Hide Forgot
This bugzilla is for support case 00472442 I am entering this bugzilla to see if I can get some others to look at this before the OS GA's. Details of the problem: I fresh installed RHEL 6 SP 1 on a host with a single internal hard disk, without multipath enabled. After this, I set up multipath to start on the host. Before the activation of multipath, the output of "vgs --options vg_name,pv_name" shows that the root lun is on disk /dev/sda2. After activating multipath, the internal disk gets virtualized into /dev/dm-0, and the output of the vgs command shows that the root lun volume is comprised of the multipath device. If I explicitly blacklist the internal disk, a message will show that the device is blacklisted, but the multipath device will be created anyway. If I chkconfig multipathd off and reboot, multipath will activate and virtualize the internal disk, anyway. Configuration Details: This has been observed on at least five different servers with different branded internal hard disks. Any attempt to prevent the internal disk from being virtualized has failed. Steps to Reproduce: 1. Fresh install RHEL6.1 RC2 2. Set up multipath.conf, activate multipath, reboot Expected Results: After activating multipath, it should virtualize the external storage disks with vendor/product id:: LSI INF-01-00, and not the internal disk. It should ignore the internal disk based on the blacklist rules. Actual Results: A multipath device is created from the internal disk.

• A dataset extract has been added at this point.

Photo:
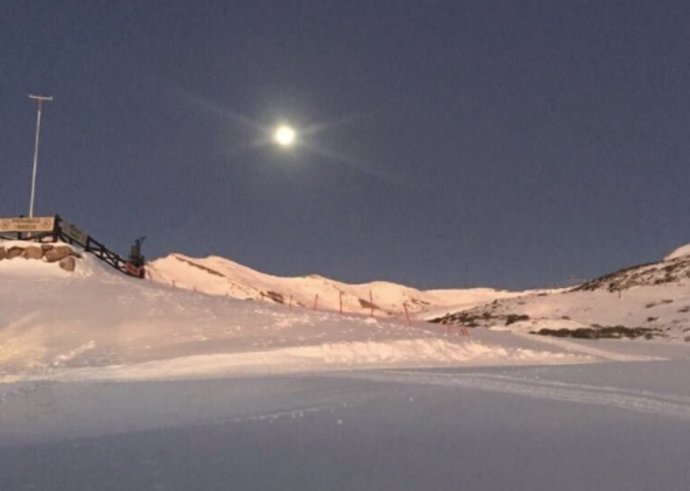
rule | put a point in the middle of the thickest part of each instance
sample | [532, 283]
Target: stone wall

If user-friendly names are used, the blacklist will prevent a user-friendly name from being assigned to the internal disk, but there will still be a mapping for the internal disk. Logs: vgs --options vg_name,pv_name BEFORE activating multipath PV VG /dev/sda2 vg_dhcp135157577 AFTER activating multipath VG PV vg_dhcp135157577 /dev/mapper/3500000e01453a9c0p2 Output of multipath showing the device being blacklisted: May 10 14:02:27 | sda: (FUJITSU:MAY2036RC) vendor/product blacklisted The multipath device: 3500000e01453a9c0 dm-0 FUJITSU,MAY2036RC size=34G features='1 queue_if_no_path' hwhandler='0' wp=rw `-+- policy='round-robin 0' prio=1 status=active `- 1:0:0:0 sda 8:0 active ready running This multipath device will show up no matter what settings I use in the blacklist for /etc/lvm.conf and /etc/multipath.conf. I have never experienced this problem in RHEL6.0, so this implies there was some pretty big change in multipath between 6.0 and 6.1.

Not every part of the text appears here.